Conakry se noie. Les images se répètent : des rues transformées en grandes piscines olympiques, des maisons englouties par l’eau de ruissellement, des familles qui passent de bons moments les pieds dans la boue. Officiellement, on parle d’inondations. Mais derrière ce mot, il faut oser dire la vérité : dans la capitale guinéenne et alentours, ces catastrophes ne viennent pas seulement du ciel, elles viennent surtout des mains humaines.
Il faut rappeler que le rôle des services météorologiques est clair : annoncer les pluies et prévenir des risques d’inondations. Ils le font. Mais comment comprendre que l’Ageroute, censée construire et entretenir nos routes et nos caniveaux, se contente aujourd’hui de publier des ‘‘alertes inondations’’ appelant la population à la prudence ? Quelle prudence peut bien adopter une famille quand l’eau déferle directement dans son salon, dans sa chambre à coucher ? La météo peut bien prévenir de la pluie, mais l’Ageroute, elle, devrait prévenir de l’irresponsabilité. Et les exemples ne manquent pas.

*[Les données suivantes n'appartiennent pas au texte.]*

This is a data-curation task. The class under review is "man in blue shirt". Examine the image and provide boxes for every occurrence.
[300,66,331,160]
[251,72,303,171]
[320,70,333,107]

Après une visite du Général Mamadi Doumbouya chez l’ancienne ministre Aïcha Bah à la Tannereie, des travaux de bitumage ont été lancés à la hâte. Comme souvent, l’empressement politique a remplacé la rigueur technique : un canal entamé abandonné à mi-chemin est devenu une nouvelle source d’eau usée, qui s’ajoute à celle, déjà non canalisée, dévalant des hauteurs de Yimbaya. Hier mardi encore, les familles en aval en ont payé le prix : inondées, piégées, désemparées.
Ces inondations qu’on voudrait présenter pour naturelles sont en réalité des inondations urbaines, nées de travaux publics mal faits, mal pensés ou jamais achevés. Les qualifier de catastrophes naturelles relève presque de la provocation. Ce sont des catastrophes administratives, produites par des choix irresponsables. Point barre.
Il est temps de changer donc de discours. Et de méthodes. La météo doit continuer d’alerter sur les pluies, mais le ministère des Infrastructures, des Travaux publics et son Ageroute doivent assumer leurs responsabilités. Encore une, fois, publier des posts pour appeler à ‘‘la plus grande prudence’’ relève de l’insulte à la souffrance des populations. La vraie prudence, c’est de construire des caniveaux efficaces, arrêter de bétonner à tout va les routes. La vraie prévention, c’est de finir les chantiers. La vraie responsabilité, c’est de protéger les habitants.
Pour tout dire, à Conakry, il n’y a pas que l’eau qui ruisselle. L’irresponsabilité, elle aussi, déborde de partout.